En 1977 fundó su propio estudio, inicialmente bajo el nombre de Richard Rogers Partnership, que con el tiempo evolucionaría hasta convertirse en Rogers Stirk Harbour + Partners. Desde esta plataforma profesional desarrolló una práctica caracterizada por la innovación técnica, la claridad constructiva y una marcada voluntad de hacer visibles los sistemas que configuran el edificio. Su arquitectura se distingue por la externalización de elementos estructurales y de instalaciones, entendidos no solo como soluciones funcionales, sino como parte esencial de la expresión arquitectónica.
Entre sus obras más influyentes se encuentra el Centro Pompidou de París, proyectado junto a Renzo Piano, que supuso una ruptura radical con los lenguajes arquitectónicos convencionales y redefinió el papel del edificio cultural en la ciudad. Asimismo, el edificio Lloyd’s en Londres constituye otro ejemplo paradigmático de su enfoque, donde la tecnología y la flexibilidad programática se integran en una propuesta que desafía las tipologías tradicionales.
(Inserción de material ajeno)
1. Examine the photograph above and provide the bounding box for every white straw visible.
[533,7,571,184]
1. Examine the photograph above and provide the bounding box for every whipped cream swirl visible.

A lo largo de su trayectoria recibió numerosos reconocimientos, entre ellos el Premio Pritzker en 2007, considerado el máximo galardón en arquitectura, la Medalla de Oro del RIBA en 1985 y el León de Oro a la trayectoria en la Biennale di Venezia en 2006. Fue nombrado Sir en 1991 y, posteriormente, miembro de la Order of the Companions of Honour en 2008, en reconocimiento tanto a su labor profesional como a su contribución al pensamiento urbano.
Más allá de su producción edificatoria, Rogers desempeñó un papel activo en la formulación de políticas urbanas, especialmente en el Reino Unido. Presidió el Urban Task Force a finales de los años noventa, desde donde impulsó estrategias para la regeneración de las ciudades británicas, promoviendo modelos de ciudad compacta, diversa y sostenible. Su visión defendía la importancia del espacio público como elemento articulador de la vida urbana, así como la necesidad de integrar criterios medioambientales en el desarrollo urbano.
Su legado no se limita a un conjunto de obras icónicas, sino que se extiende a una manera de entender la arquitectura como una disciplina profundamente vinculada a la sociedad, la política y el medio ambiente. A través de su trabajo, Rogers contribuyó a redefinir tanto la práctica profesional como el papel del arquitecto en la construcción de la ciudad contemporánea.